The classifier 512 may output the label and the bounding box to one or more of the sensor module 502, the transceiver 516, the processor 520, the communication module 522, the location module 518, the locomotion module 526, the planning module 524, and the computer-readable medium 514. For example, the classified features may be output to the processor 520 to determine a set of actions that may be performed based on the detected objects and their respective locations in relationship to the car 528. The actions may be retrieved from the computer-readable medium 514 or the planning module 524. Additionally, based on the classified features, one or more of the modules 502, 508, 514, 516, 518, 520, 522, 524, 526 may determine or update an action for the car 528. The planning module 524 may perform route planning, collision avoidance, or other planning functionality based on the classified features.

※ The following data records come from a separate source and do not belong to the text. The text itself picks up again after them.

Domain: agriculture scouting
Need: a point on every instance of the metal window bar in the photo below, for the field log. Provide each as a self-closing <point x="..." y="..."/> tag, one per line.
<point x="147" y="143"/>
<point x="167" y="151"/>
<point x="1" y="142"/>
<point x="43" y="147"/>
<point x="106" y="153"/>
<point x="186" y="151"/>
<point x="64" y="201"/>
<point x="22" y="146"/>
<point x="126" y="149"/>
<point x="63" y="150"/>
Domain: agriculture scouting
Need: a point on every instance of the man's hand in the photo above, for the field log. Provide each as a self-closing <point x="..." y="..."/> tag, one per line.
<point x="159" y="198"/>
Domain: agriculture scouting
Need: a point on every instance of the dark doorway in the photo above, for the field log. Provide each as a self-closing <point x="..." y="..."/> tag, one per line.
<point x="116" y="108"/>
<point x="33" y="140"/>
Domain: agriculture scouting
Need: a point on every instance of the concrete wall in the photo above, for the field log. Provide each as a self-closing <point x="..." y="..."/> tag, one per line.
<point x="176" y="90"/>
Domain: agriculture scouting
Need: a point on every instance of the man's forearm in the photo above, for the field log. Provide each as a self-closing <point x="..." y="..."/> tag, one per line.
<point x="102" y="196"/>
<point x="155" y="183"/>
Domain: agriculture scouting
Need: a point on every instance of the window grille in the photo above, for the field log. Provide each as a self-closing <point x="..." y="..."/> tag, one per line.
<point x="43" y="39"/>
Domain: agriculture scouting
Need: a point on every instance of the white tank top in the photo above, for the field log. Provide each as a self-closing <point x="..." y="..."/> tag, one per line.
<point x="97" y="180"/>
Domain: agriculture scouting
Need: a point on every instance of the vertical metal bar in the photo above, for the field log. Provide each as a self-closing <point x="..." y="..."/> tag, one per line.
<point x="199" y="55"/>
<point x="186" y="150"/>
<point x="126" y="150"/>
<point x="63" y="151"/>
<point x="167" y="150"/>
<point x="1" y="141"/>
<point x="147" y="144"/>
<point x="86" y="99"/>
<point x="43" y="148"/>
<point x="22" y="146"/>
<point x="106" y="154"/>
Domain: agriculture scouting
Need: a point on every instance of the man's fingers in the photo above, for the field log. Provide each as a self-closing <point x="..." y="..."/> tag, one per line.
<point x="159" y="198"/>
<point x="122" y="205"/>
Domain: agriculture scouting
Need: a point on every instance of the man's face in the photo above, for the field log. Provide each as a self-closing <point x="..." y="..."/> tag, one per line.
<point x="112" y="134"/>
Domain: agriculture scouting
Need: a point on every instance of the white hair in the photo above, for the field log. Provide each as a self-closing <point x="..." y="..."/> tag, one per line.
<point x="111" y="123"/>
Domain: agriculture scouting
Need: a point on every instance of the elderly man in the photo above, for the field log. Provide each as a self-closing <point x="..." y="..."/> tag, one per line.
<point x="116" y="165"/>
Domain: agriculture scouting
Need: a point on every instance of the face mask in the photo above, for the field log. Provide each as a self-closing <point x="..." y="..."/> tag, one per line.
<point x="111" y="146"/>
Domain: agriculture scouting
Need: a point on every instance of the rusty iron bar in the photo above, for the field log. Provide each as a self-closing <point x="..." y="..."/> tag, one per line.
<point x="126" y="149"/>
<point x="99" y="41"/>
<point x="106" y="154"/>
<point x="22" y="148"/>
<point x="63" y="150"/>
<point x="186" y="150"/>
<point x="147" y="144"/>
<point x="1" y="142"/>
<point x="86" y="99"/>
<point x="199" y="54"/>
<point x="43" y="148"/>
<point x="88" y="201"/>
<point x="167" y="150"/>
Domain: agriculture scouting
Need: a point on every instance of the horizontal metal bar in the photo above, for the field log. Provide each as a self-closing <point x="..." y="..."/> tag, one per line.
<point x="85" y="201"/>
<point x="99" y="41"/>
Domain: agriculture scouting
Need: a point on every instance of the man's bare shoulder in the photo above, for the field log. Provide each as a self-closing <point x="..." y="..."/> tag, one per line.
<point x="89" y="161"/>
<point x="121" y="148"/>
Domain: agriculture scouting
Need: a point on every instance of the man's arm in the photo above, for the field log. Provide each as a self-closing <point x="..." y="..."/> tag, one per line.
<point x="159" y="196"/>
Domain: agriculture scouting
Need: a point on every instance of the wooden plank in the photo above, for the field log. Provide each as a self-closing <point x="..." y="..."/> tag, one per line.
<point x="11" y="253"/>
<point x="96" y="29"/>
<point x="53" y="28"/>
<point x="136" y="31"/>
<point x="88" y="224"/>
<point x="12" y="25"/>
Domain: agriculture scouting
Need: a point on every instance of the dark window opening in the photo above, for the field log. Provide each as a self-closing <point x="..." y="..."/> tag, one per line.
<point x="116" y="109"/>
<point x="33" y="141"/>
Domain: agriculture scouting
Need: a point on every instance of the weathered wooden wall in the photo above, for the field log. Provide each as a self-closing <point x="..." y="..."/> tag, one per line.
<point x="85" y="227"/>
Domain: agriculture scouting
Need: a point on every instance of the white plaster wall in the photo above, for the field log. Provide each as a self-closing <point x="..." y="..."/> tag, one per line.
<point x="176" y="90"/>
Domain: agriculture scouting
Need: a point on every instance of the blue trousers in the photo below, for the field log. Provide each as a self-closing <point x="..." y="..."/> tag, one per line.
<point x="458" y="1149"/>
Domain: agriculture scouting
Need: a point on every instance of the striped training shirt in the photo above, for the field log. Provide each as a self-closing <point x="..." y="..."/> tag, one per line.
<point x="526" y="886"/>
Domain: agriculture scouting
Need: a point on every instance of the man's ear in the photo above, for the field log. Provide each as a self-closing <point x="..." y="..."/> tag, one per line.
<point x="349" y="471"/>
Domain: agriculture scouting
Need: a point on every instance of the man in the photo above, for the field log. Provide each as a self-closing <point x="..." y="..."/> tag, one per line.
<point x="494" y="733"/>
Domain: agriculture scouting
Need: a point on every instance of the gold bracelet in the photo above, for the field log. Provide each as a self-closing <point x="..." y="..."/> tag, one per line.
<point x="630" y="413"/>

Furthermore, the classifier 512 may output the label and the bounding box to a sub-sampling module 532. The sub-sampling module 532 may also receive sensor data, such as a 2D RGB image from the first sensor 506. The sub-sampling module 532 may sub-sample the received image to reduce the memory footprint of the 2D RGB image. The sub-sampling may be performed based on the labels and bounding boxes received from the classifier 512. The sub-sampling module 532 performs the sub-sampling based techniques discussed in detail herein. The sub-sampled image may be output to the transceiver 516 for transmission to a remote device. As discussed herein, the sub-sampled image, the label, and the bounding box may be streamed to the remote device for human analysis. Based on the human analysis, the transceiver 516 may receive updates to one or more of the modules 502, 508, 514, 516, 518, 520, 522, 524, 526. The updates may improve the functionality of the car 528.

FIG. 6 illustrates a method 600 for improving an autonomous driving system according to an aspect of the present disclosure. At block 602, at autonomous vehicle sub-samples a frame generated by an output of a sensor. The sub-sampling may include, at least, compressing the frame, reducing a frame rate, filtering an attribute of the frame, or a combination thereof. The sensor may be an RGB camera, LIDAR, RADAR, or another type of sensor. Additionally, the frame may be generated be one or more sensors. As an example, the frame may be a forward facing view of the autonomous vehicle. The frame may include the image captured by the RGB camera. In addition, or alternatively, the frame may include information from the LIDAR sensor and/or RADAR sensor.

In an optional configuration, at block 604, the autonomous vehicle extracts features from the frame. The features may be extracted by an artificial neural network, such as a convolutional neural network. In another optional configuration, at block 606, the autonomous vehicle generates classification data based on the extracted features. The classification data may include a label and a bounding box.

At block 608, the autonomous vehicle transmits the sub-sampled frame and classification data corresponding to the sub-sampled frame. The sub-sampled frame and the corresponding classification data may be transmitted to a remote device, such as a server. The server may be associated with, at least, the vehicle manufacturer, a developer of a machine learning model, a developer of the vehicle's software, a government entity, and/or a quality assurance organization. The sub-sampled frame and the corresponding classification data may be transmitted via a wireless network, such as a cellular wireless network.

At block 610, the autonomous vehicle receives an adjustment to the autonomous driving system in response to the transmitted sub-sampled frame and classification data. The adjustment may be received from the entity that received the sub-sampled frame and the corresponding classification data or another entity. In one configuration, the adjustment to the autonomous driving system is received when a review of the sub-sampled frame and the classification data indicates that an accuracy of the classification data is less than an accuracy threshold. The adjustment to the autonomous driving system may include, at least, a re-trained object classification model, a software roll back, and/or a software update.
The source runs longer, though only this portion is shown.